Growth in bank credit in India in the year 2017 has turned out to be the slowest in over 60 years at 51 per cent, as state-owned banks burdened with bad loans struggled to find safe avenues to lend. Last time loans grew slower than when in 1953-54, when bank credit slowed down to 1.7 per cent. According to data released by the RBI last week, outstanding bank credit as on March 31, 2017, stood at £788.2 billion. A large part of the growth in lending has come in the last fortnight of the month when banks disbursed £31.6 billion.
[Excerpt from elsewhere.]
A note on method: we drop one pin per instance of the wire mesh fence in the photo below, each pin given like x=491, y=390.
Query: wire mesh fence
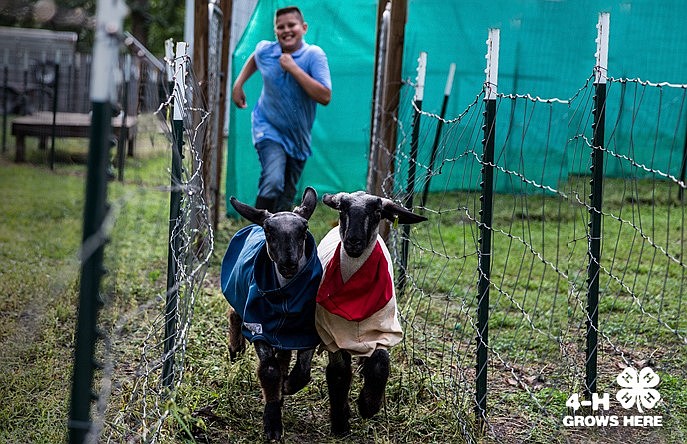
x=539, y=312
Other than bad loans and corporate investment coming to a halt, bank credit growth was also constrained by demonetisation. Between October and December 2016, bank credit contracted by 2.3 per cent as against a 2.7 per cent growth during the same period last year. Besides bad loans, one of the biggest concerns for the RBI is managing the surplus liquidity with banks. While on one hand banks are seeing lower credit growth, on the other, their deposits continue to remain high, all due to demonetisation.
Banks this year, ended with a 11.8 per cent growth in deposits which now stand at £1,080.5 billion. Several banks feel that RBI is reluctant to intervene in the Forex market as this would add to the surplus liquidity in the system. A senior banker said that of the total credit growth during the current fiscal, half has come from home loans and a large part of the rest has been due to loans to the service sector. Most of the lenders are private banks and few large private banks. Ratings agency ICRA said, “With asset quality pressures, banks, especially the weaker public sector banks have been reporting a continuous de-growth in their net interest income over the five consecutive quarters of Q3FY2016 to Q3FY2017 mainly on account of slower credit growth, reversal of interest income recognised on NPAs.”